Blue Canyon Trail is a 11.5 mile moderately trafficked loop trail located near New Cuyama, California that features beautiful wild flowers and is rated as difficult. The trail is primarily used for hiking, walking, nature trips, and birding and is accessible from March until October. Dogs are also able to use this trail.
Blue Canyon runs the length of Blue Canyon. There are two trailheads accessible by road. The upper trailhead is just before Blue Canyon Pass and just after the only bridge along the road. The dirt road bulges quite a lot to allow plenty of parking here. The second is along the Santa Ynez River just before the road starts climbing away from it. This can be hard to find and has no nearby parking.

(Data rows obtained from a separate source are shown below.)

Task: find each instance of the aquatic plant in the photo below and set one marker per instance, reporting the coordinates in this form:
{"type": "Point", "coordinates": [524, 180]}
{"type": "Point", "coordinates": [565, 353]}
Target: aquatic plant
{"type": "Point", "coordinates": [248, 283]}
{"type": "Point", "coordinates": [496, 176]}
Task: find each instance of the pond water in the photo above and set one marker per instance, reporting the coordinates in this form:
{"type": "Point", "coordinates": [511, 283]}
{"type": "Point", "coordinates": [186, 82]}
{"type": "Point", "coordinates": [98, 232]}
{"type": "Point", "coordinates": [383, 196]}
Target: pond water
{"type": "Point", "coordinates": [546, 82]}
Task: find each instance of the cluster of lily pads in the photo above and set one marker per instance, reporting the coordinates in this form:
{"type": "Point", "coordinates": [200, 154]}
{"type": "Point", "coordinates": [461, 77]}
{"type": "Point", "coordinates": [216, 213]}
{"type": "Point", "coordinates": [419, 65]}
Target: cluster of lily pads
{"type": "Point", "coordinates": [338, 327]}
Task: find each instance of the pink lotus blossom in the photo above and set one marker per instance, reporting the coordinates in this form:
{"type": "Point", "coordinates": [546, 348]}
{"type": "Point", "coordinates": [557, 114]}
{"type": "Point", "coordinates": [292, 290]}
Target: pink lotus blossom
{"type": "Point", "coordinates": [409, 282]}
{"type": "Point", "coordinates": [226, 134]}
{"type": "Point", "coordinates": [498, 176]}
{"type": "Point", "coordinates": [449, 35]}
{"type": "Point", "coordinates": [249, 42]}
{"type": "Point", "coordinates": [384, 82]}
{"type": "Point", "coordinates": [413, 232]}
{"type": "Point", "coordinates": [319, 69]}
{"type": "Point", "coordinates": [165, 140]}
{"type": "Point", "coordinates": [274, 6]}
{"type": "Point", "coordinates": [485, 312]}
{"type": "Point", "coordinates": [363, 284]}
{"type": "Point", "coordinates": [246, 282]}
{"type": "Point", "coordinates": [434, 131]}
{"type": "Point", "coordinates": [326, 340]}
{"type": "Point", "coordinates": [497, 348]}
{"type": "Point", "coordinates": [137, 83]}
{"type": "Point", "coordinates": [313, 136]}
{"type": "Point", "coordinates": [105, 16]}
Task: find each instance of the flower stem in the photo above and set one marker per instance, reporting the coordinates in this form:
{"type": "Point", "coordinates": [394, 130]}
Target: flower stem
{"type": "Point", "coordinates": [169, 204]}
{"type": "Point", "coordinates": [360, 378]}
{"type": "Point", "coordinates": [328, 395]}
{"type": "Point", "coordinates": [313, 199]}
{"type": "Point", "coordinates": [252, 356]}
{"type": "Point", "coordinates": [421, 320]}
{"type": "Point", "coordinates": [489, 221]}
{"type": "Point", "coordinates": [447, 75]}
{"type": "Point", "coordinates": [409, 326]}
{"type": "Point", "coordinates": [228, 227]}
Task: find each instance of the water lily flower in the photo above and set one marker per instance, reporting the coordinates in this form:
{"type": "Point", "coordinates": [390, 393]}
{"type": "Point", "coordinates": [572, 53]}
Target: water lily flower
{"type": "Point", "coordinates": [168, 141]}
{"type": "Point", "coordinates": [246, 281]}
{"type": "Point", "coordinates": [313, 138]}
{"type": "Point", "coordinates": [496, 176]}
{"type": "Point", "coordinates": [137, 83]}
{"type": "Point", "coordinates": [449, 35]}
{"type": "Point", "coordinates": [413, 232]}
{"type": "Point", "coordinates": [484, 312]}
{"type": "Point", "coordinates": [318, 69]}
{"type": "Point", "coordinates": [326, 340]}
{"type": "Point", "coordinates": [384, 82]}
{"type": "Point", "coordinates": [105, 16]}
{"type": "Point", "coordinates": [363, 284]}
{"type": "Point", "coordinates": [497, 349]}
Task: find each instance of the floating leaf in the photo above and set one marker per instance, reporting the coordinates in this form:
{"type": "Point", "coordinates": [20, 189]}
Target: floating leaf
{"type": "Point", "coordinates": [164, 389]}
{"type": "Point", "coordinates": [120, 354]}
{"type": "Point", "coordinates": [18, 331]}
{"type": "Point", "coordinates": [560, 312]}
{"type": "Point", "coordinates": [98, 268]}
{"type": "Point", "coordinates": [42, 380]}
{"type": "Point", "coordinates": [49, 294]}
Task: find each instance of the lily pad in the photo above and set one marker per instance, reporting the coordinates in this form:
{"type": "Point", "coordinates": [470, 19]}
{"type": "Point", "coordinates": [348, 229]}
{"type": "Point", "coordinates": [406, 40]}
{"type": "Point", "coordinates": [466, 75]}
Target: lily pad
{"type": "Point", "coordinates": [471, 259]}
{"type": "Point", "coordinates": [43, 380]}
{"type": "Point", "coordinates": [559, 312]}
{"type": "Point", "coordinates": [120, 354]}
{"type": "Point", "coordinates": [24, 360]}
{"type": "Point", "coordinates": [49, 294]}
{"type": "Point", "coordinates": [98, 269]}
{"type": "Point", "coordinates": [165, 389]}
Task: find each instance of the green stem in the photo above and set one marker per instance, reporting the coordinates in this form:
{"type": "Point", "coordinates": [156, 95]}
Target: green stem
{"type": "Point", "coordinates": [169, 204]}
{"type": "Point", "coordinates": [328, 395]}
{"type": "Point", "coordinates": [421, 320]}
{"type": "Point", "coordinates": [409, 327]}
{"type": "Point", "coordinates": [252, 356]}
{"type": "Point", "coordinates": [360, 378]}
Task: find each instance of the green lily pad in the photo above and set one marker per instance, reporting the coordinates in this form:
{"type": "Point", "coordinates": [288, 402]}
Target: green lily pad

If starting at the top, the trail descends gently along the canyon. You will often hear water once Escondido Canyon joins up. Upper Blue Camp, the first camp, is little more than a bulge along the trail, but has a table and fire ring. Blue Camp, the second, is set off the trail and has a bit more space along with the table and fire ring. There is usually a second stream running just up the trail from it. Cottam Camp, the third, is a small area with table and campfire ring next to a large meadow. Water is more reliable the further up the canyon you go, but is seasonal. From Cottam Camp, the trail gets even easier as it drops just a little further all the way to the Santa Ynez River. The total length is about 7 miles.
The route down Cold Spring Trail and Forbush Trail is a popular way into the canyon as it does not involve any dirt road driving. (But dear previous reviewer: That is not the trail.) Romero Canyon is another popular route into the canyon as it is shorter and minimizes dirt road driving. It is particularly popular for those reaching the canyon from the city below.
Summary: Descent into a chaparral covered canyon
This was a last minute choice as our first option was still closed due to fire recovery. Travel north through SB up to East Camino Cielo. The trailhead is at the water tank at Cold Spring Saddle. The views on the drive up the ridge are fantastic especially once you get above the cloud line. The trail descends gradually at first then more precipitously until you reach the junction at Forbush Flats. Bear straight ahead and continue down canyon. The best campground on this trail is easily the Cottom camp. The two others up-canyon from the meadow are not worth the trip in August - both are secluded, but stifling hot and riddled with flies. Cottom on the other hand sits at the edge of a small meadow that would be picturesque, but for the power lines running the length of the canyon. It was August, so everything was bone dry. There are a picnic table and a fire ring, but we couldn't even think about a fire. Kindling all around. Still, the night sky was great, morning was lovely and we got a decent start. But then it was 85 degrees in about 15 mins flat, once the sun crested the ridge. The hike out was long and hot, and we barely had enough water. There was NONE, not a trickle in the whole canyon. The trail has its charms and I think they're better enjoyed some other time than August. All that said, it's a decent hike on a whim.